Sovereign guarantees

Tamaki says Baghdad will need to ensure it can offer sovereign guarantees on foreign investments in the country, particularly as the first IPP planned has a contract duration of 17.5 years.

“A sovereign guarantee is the minimum requirement,” he says. “But even if you have a sovereign guarantee, the question will be: who will be the sovereign? At this moment, there is a central government, but the country is effectively divided and you may end up with three countries. So the risk still remains high.”

Tamaki’s concerns are shared by the commercial lending sector. “It is unlikely we would go into Iraq any time soon; I wouldn’t say never, but it’s highly unlikely,” says a project financier at one of the GCC’s major banks. “In terms of other commercial banks, they would share the same position.

“How do you get projects away? Well, it comes back to the multilaterals: the World Bank, the IFC [International Finance Corporation], the World Development Bank. What I am seeing in Egypt - which is less challenging but still has particular challenges - is a lot of government-to-government [G2G] sponsorship, and G2G brings capital flows; equity probably more than debt in the Iraq context. Maybe that’s an option. Maybe ECAs could help. But it is a tough risk allocation for a bank to take.”

Government support

The project financier agrees that government support and guarantees are vital if Iraq is to succeed in attracting interest from project financiers. “Any revenues received would be in local currency, so there is a big forex [foreign exchange] exposure there. So, for even much more established jurisdictions, you would want some sort of central bank or ministry of finance support. And you’d certainly need that in Iraq.”

If Baghdad is able to improve the political situation and assure international power and banking sectors that it can offer a viable place to develop long-term utility projects, it does not have to look far to learn how to implement a successful IPP programme. While Iraq’s Electricity Ministry has struggled with previous attempts at implementing an IPP programme, the Kurdistan Regional Government (KRG) has managed to successfully execute several projects to meet growing demand for power.

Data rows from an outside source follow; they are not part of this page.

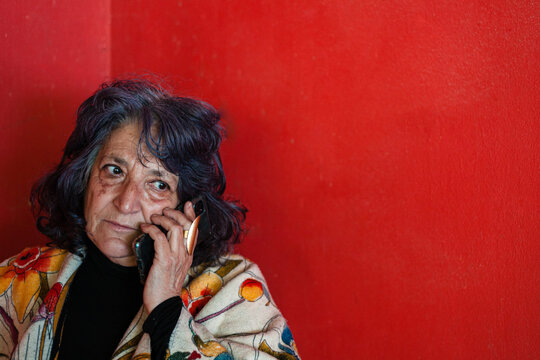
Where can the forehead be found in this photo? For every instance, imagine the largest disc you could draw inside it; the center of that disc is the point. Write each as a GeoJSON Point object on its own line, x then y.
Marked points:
{"type": "Point", "coordinates": [123, 143]}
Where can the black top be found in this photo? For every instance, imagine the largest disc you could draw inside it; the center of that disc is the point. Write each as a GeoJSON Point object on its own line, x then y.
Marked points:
{"type": "Point", "coordinates": [103, 299]}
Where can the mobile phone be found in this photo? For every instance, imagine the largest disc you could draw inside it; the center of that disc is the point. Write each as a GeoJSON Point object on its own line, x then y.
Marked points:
{"type": "Point", "coordinates": [143, 246]}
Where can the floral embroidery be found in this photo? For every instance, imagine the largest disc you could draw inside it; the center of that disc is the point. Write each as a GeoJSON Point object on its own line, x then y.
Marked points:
{"type": "Point", "coordinates": [46, 311]}
{"type": "Point", "coordinates": [22, 275]}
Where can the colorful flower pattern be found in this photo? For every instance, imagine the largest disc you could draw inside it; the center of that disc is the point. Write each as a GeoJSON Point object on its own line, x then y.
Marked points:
{"type": "Point", "coordinates": [22, 274]}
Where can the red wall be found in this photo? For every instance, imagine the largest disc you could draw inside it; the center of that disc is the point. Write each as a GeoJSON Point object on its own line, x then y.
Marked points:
{"type": "Point", "coordinates": [52, 56]}
{"type": "Point", "coordinates": [388, 152]}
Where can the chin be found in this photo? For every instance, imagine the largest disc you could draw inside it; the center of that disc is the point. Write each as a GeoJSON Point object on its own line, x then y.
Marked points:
{"type": "Point", "coordinates": [117, 250]}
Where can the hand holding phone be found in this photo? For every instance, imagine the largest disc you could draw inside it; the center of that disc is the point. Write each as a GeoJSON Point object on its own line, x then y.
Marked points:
{"type": "Point", "coordinates": [143, 246]}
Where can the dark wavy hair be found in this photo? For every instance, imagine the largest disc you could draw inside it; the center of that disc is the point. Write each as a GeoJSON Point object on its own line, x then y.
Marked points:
{"type": "Point", "coordinates": [183, 133]}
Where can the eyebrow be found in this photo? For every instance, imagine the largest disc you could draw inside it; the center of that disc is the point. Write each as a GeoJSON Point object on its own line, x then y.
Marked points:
{"type": "Point", "coordinates": [153, 172]}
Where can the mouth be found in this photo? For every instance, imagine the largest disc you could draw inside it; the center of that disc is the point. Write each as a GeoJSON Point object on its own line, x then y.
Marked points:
{"type": "Point", "coordinates": [121, 227]}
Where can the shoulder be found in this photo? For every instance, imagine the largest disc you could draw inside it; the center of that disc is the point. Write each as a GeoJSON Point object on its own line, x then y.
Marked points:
{"type": "Point", "coordinates": [25, 278]}
{"type": "Point", "coordinates": [42, 259]}
{"type": "Point", "coordinates": [233, 277]}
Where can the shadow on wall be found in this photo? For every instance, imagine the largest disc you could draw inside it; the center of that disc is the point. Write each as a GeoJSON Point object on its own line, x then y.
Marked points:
{"type": "Point", "coordinates": [32, 143]}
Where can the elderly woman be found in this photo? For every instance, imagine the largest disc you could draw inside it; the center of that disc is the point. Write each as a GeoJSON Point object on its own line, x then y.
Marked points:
{"type": "Point", "coordinates": [137, 158]}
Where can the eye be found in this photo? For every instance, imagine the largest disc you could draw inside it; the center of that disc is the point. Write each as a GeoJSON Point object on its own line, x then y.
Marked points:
{"type": "Point", "coordinates": [160, 185]}
{"type": "Point", "coordinates": [113, 170]}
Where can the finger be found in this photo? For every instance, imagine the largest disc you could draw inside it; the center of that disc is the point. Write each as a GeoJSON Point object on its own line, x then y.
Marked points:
{"type": "Point", "coordinates": [189, 211]}
{"type": "Point", "coordinates": [192, 236]}
{"type": "Point", "coordinates": [178, 216]}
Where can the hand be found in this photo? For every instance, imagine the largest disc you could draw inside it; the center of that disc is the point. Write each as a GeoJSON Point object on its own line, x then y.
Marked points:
{"type": "Point", "coordinates": [171, 260]}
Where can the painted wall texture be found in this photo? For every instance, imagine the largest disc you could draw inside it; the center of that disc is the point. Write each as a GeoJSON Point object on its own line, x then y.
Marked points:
{"type": "Point", "coordinates": [387, 151]}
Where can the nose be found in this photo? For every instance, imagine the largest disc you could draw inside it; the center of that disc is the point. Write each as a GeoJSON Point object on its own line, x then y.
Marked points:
{"type": "Point", "coordinates": [127, 199]}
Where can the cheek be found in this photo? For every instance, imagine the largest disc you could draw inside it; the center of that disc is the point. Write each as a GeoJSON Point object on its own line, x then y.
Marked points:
{"type": "Point", "coordinates": [94, 198]}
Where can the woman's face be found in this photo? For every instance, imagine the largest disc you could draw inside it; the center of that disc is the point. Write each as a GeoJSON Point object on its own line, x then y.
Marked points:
{"type": "Point", "coordinates": [123, 193]}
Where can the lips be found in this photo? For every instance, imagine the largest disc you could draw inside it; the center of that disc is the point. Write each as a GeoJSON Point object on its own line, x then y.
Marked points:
{"type": "Point", "coordinates": [120, 227]}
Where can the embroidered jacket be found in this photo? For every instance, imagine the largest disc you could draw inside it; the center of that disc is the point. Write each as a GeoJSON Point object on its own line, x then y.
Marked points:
{"type": "Point", "coordinates": [228, 312]}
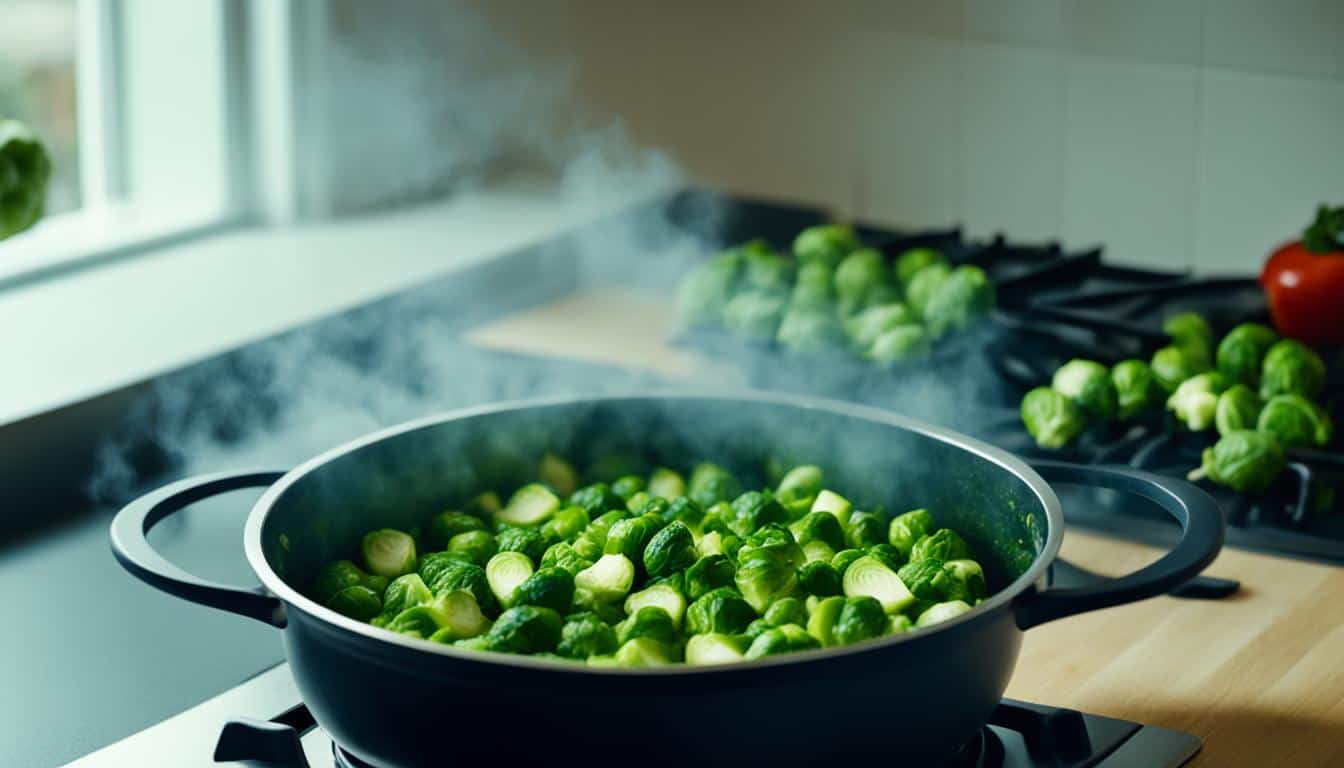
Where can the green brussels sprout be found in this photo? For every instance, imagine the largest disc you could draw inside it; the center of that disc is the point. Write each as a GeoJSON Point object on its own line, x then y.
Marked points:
{"type": "Point", "coordinates": [844, 558]}
{"type": "Point", "coordinates": [819, 526]}
{"type": "Point", "coordinates": [585, 635]}
{"type": "Point", "coordinates": [648, 622]}
{"type": "Point", "coordinates": [403, 592]}
{"type": "Point", "coordinates": [597, 499]}
{"type": "Point", "coordinates": [899, 343]}
{"type": "Point", "coordinates": [1089, 385]}
{"type": "Point", "coordinates": [628, 486]}
{"type": "Point", "coordinates": [528, 506]}
{"type": "Point", "coordinates": [1136, 388]}
{"type": "Point", "coordinates": [444, 526]}
{"type": "Point", "coordinates": [1238, 408]}
{"type": "Point", "coordinates": [708, 573]}
{"type": "Point", "coordinates": [558, 474]}
{"type": "Point", "coordinates": [941, 612]}
{"type": "Point", "coordinates": [1051, 418]}
{"type": "Point", "coordinates": [445, 573]}
{"type": "Point", "coordinates": [863, 530]}
{"type": "Point", "coordinates": [669, 550]}
{"type": "Point", "coordinates": [870, 577]}
{"type": "Point", "coordinates": [754, 315]}
{"type": "Point", "coordinates": [710, 484]}
{"type": "Point", "coordinates": [1242, 351]}
{"type": "Point", "coordinates": [765, 269]}
{"type": "Point", "coordinates": [609, 579]}
{"type": "Point", "coordinates": [1191, 332]}
{"type": "Point", "coordinates": [565, 525]}
{"type": "Point", "coordinates": [856, 277]}
{"type": "Point", "coordinates": [504, 572]}
{"type": "Point", "coordinates": [905, 530]}
{"type": "Point", "coordinates": [24, 172]}
{"type": "Point", "coordinates": [1173, 365]}
{"type": "Point", "coordinates": [809, 331]}
{"type": "Point", "coordinates": [756, 509]}
{"type": "Point", "coordinates": [473, 546]}
{"type": "Point", "coordinates": [1292, 367]}
{"type": "Point", "coordinates": [526, 630]}
{"type": "Point", "coordinates": [823, 619]}
{"type": "Point", "coordinates": [867, 326]}
{"type": "Point", "coordinates": [1296, 421]}
{"type": "Point", "coordinates": [860, 619]}
{"type": "Point", "coordinates": [1245, 460]}
{"type": "Point", "coordinates": [356, 601]}
{"type": "Point", "coordinates": [389, 553]}
{"type": "Point", "coordinates": [703, 293]}
{"type": "Point", "coordinates": [914, 260]}
{"type": "Point", "coordinates": [812, 291]}
{"type": "Point", "coordinates": [549, 588]}
{"type": "Point", "coordinates": [781, 640]}
{"type": "Point", "coordinates": [785, 611]}
{"type": "Point", "coordinates": [714, 648]}
{"type": "Point", "coordinates": [941, 545]}
{"type": "Point", "coordinates": [342, 574]}
{"type": "Point", "coordinates": [820, 579]}
{"type": "Point", "coordinates": [958, 300]}
{"type": "Point", "coordinates": [924, 284]}
{"type": "Point", "coordinates": [1195, 401]}
{"type": "Point", "coordinates": [824, 244]}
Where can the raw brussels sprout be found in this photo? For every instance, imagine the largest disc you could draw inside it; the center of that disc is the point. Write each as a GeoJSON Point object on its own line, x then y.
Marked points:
{"type": "Point", "coordinates": [915, 258]}
{"type": "Point", "coordinates": [1136, 388]}
{"type": "Point", "coordinates": [1242, 351]}
{"type": "Point", "coordinates": [1292, 367]}
{"type": "Point", "coordinates": [1051, 418]}
{"type": "Point", "coordinates": [924, 284]}
{"type": "Point", "coordinates": [24, 171]}
{"type": "Point", "coordinates": [1089, 385]}
{"type": "Point", "coordinates": [1191, 332]}
{"type": "Point", "coordinates": [905, 530]}
{"type": "Point", "coordinates": [1195, 400]}
{"type": "Point", "coordinates": [820, 579]}
{"type": "Point", "coordinates": [585, 635]}
{"type": "Point", "coordinates": [1173, 365]}
{"type": "Point", "coordinates": [1238, 408]}
{"type": "Point", "coordinates": [389, 553]}
{"type": "Point", "coordinates": [958, 300]}
{"type": "Point", "coordinates": [669, 550]}
{"type": "Point", "coordinates": [809, 331]}
{"type": "Point", "coordinates": [1245, 460]}
{"type": "Point", "coordinates": [1296, 421]}
{"type": "Point", "coordinates": [528, 506]}
{"type": "Point", "coordinates": [754, 315]}
{"type": "Point", "coordinates": [707, 574]}
{"type": "Point", "coordinates": [703, 295]}
{"type": "Point", "coordinates": [941, 545]}
{"type": "Point", "coordinates": [860, 619]}
{"type": "Point", "coordinates": [824, 244]}
{"type": "Point", "coordinates": [526, 630]}
{"type": "Point", "coordinates": [473, 546]}
{"type": "Point", "coordinates": [448, 525]}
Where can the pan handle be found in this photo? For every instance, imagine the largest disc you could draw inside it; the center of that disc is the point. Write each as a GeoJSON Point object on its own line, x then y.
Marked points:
{"type": "Point", "coordinates": [1202, 537]}
{"type": "Point", "coordinates": [131, 546]}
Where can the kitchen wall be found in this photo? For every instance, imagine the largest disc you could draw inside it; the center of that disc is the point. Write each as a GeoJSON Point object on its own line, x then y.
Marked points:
{"type": "Point", "coordinates": [1179, 132]}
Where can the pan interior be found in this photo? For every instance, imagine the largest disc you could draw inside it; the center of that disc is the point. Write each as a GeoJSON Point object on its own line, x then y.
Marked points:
{"type": "Point", "coordinates": [405, 478]}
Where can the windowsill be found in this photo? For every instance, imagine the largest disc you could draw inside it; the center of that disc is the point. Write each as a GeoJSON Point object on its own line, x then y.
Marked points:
{"type": "Point", "coordinates": [77, 335]}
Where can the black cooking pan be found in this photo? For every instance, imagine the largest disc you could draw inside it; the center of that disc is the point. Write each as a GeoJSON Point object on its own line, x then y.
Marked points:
{"type": "Point", "coordinates": [915, 697]}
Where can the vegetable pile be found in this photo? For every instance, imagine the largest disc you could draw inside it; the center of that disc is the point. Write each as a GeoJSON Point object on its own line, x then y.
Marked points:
{"type": "Point", "coordinates": [659, 569]}
{"type": "Point", "coordinates": [833, 293]}
{"type": "Point", "coordinates": [1255, 390]}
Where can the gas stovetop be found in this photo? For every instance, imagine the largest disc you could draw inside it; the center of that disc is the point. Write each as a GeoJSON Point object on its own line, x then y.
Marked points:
{"type": "Point", "coordinates": [260, 722]}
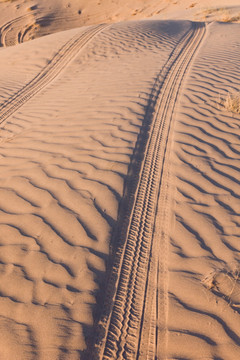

The central government in Baghdad has struggled to keep up with demand, but the semi-autonomous northern Iraqi region of Kurdistan has raced ahead with reforming its power sector. In 2013, the region was generating 22 hours a day of power, compared with an average of between four and six in the rest of Iraq. The KRG was able to turn around its power sector in a decade, increasing its generation supply ten-fold since 2002.

KRG success

The Kurdish government was able to boost its supply through an IPP programme that accounts for more than 75 per cent of power provided across the region today. In 2014, construction work on Kurdistan’s fifth IPP began, with the first four up and running and all undergoing further expansion.

“The KRG has been very successful with its IPP programme,” says a developer active in the Kurdish region’s power sector. “It was able to set out the model and get things passed quickly to facilitate execution of the projects. But it had the important element of stability, and from that everything else can fall into place.”

The IPP model is a tried and tested method that can deliver large and reliable generating capacity over a long period of time, and the Iraqi government is wise to try and implement it as it seeks to reduce the significant shortfall in capacity. However, to attract the required international partners and expertise, Baghdad will need to ensure it can offer a stable political and economic base from which to proceed. Iraqi citizens and businesses will hope this can be achieved before the electricity crisis worsens further.